Chinonye Chukwu’s 2019 film Clemency, starring Alfre Woodard, examines the way this sentiment can be twisted to justify horrific behavior and unjust systems. Woodard plays Bernadine Williams, a prison warden who carries out executions. The film begins with a botched execution and follows Bernadine as she moves towards the next one, a highly public case where the man (Aldis Hodge) in question is largely thought to be innocent. As Bernadine faces public and private scrutiny, she continues to figuratively wash her hands of the issue- after all, she’s just doing her job.

It’s fascinating to compare Clemency to another 2019 movie, Just Mercy. There are plenty of differences between them of course- Clemency is fiction, Just Mercy is based on a true story and on the life of still-living attorney and advocate Bryan Stevenson. Clemency takes place in the present, Just Mercy in the past. Just Mercy speaks explicitly on race and interrogates a “justice” system that imprisons black men at a disproportionately high rate. Clemency, which stars a black woman as a warden and a black man as a prisoner, is full of interesting implications, but never explicitly talks about race. Yet they are both about the prison industrial complex, and specifically, capital punishment. Just Mercy is focused on the prisoner- in this case, wrongfully accused Walter McMillian- and his relentless, righteous lawyer Stevenson. In Just Mercy, little time is spent thinking about those working on the side of the system. Particularly since the film is about race and how racism played into McMillians’ wrongful conviction in 1980’s Alabama, there seems to be a clear right and wrong. The prosecutors, the prison guards- all presented as clear-cut representatives of a broken system, who are therefore complicit. 

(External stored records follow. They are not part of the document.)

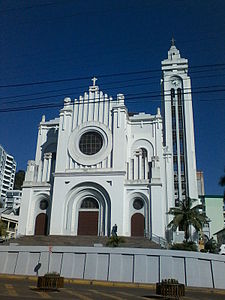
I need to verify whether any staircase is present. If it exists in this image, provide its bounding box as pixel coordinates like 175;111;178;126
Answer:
4;235;161;249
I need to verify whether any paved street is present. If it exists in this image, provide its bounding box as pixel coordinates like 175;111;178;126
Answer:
0;277;225;300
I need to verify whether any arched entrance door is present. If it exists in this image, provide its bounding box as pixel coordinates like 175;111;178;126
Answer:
131;213;145;236
34;213;48;235
77;197;99;235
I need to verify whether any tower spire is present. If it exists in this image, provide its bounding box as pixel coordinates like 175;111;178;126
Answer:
171;37;176;46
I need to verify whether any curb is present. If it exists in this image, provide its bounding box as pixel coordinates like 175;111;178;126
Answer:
0;274;225;295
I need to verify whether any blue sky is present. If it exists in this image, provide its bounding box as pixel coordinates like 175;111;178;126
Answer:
0;0;225;194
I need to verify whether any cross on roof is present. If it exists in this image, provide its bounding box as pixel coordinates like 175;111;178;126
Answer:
91;77;98;86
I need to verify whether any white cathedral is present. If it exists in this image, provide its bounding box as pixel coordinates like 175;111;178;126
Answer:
18;41;198;238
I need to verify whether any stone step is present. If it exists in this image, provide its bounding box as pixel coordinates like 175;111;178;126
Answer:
5;235;161;249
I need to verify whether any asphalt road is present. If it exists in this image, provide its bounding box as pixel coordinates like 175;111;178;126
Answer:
0;277;225;300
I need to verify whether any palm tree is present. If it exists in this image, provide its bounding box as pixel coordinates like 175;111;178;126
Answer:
168;197;209;242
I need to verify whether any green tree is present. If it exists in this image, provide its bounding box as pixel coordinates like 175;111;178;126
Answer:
168;197;209;242
14;170;25;190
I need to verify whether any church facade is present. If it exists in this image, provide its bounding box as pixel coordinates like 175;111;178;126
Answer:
18;43;198;238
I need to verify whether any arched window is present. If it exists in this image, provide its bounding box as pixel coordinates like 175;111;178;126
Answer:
80;197;99;209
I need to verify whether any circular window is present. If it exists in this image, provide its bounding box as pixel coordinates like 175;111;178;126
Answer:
79;131;103;155
133;198;144;210
39;200;48;210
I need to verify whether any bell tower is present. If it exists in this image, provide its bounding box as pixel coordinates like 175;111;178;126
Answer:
161;39;198;205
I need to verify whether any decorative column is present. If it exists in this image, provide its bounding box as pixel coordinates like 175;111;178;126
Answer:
42;153;52;182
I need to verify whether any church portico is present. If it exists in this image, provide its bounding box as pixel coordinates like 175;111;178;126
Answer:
18;42;197;244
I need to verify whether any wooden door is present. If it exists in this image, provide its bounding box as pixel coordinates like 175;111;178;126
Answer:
77;211;98;235
131;213;145;236
34;213;48;235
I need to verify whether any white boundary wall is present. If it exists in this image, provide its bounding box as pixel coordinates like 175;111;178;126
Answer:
0;245;225;289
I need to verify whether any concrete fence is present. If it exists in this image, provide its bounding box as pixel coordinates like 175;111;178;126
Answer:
0;246;225;289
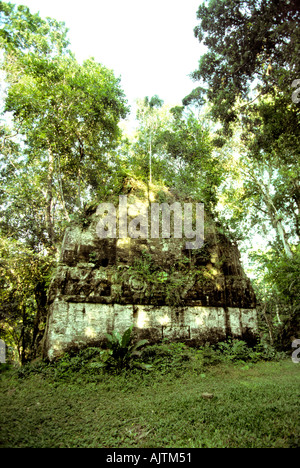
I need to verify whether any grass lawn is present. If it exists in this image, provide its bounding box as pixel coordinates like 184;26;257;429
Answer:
0;359;300;448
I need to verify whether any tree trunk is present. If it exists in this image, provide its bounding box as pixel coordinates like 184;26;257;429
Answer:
46;147;55;245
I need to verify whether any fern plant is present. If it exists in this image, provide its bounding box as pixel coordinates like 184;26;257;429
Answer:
100;325;151;371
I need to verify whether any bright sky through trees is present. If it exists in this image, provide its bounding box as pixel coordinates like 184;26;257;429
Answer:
11;0;202;113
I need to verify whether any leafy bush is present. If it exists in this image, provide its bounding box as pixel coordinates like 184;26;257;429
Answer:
141;343;194;373
91;325;150;371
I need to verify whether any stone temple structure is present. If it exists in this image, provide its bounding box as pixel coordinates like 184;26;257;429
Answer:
43;181;257;360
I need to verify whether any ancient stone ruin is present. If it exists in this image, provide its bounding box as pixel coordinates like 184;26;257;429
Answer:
43;181;257;360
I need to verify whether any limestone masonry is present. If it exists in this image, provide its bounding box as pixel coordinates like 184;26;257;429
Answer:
44;183;257;359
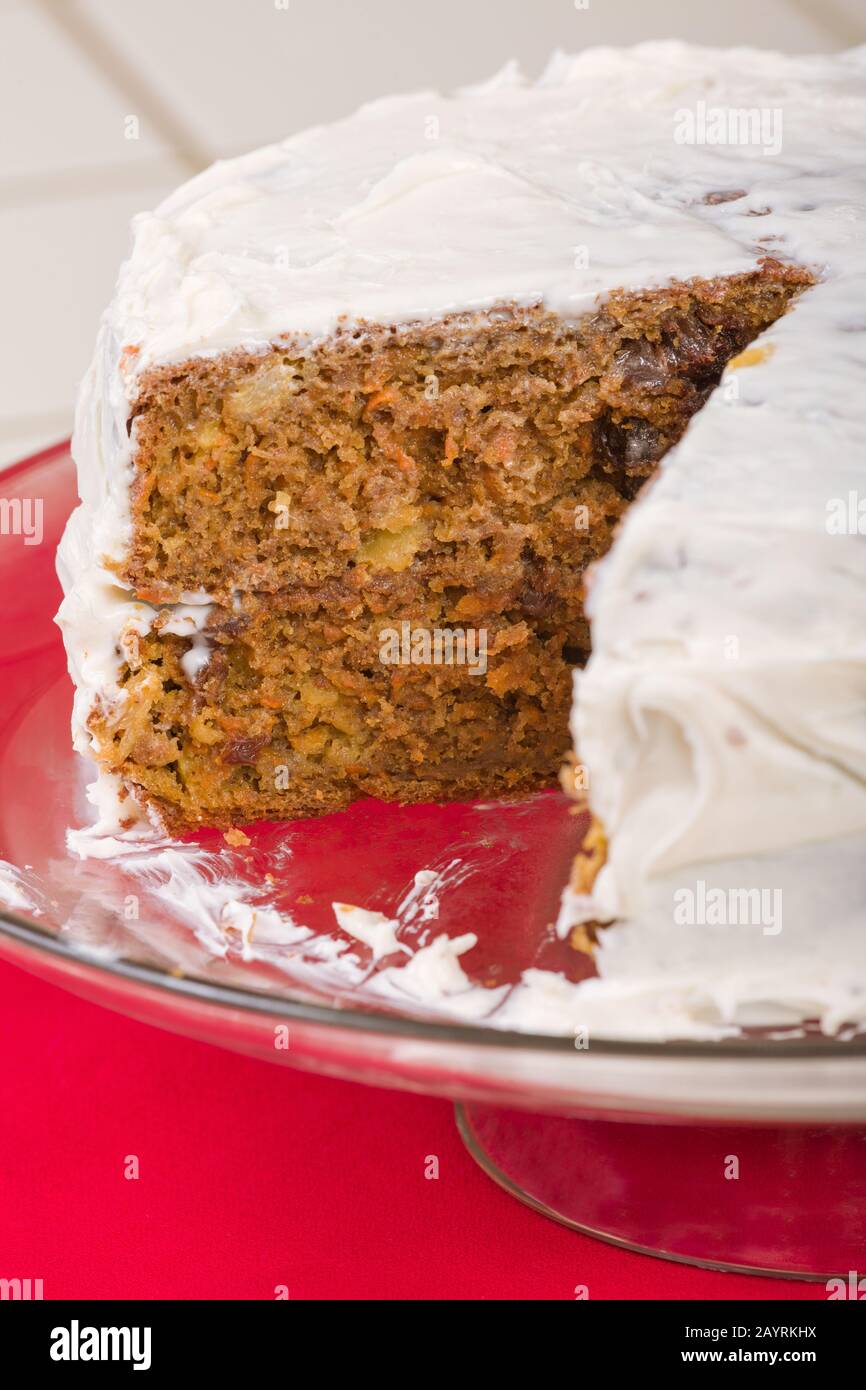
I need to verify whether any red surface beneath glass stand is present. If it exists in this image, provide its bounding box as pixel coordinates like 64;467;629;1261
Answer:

But we are all complicit in all sorts of injustice. There is corruption and sin in every industry, no matter how seemingly neutral or even moral your job or workplace is. Most of us end up playing a game about the degree of separation; how close am I to the injustice? Surely if, say, I work at a retail store where I know the clothes we make use child labor overseas, I can take comfort in the fact that there is enough separation between me and the CEO or the foreman in the factory allowing that to happen. I’m alleviated of guilt.

Right?

The frustration and helplessness as we come to grips with the reality that everything we touch is stained and contaminated can feel overwhelming, so we dull ourselves to it. We turn a blind eye, we cope, we disassociate, we tell ourselves stories. And it is true, we can’t fix everything. But instead of allowing that to turn us towards lament, we turn to paralysis or detachment. 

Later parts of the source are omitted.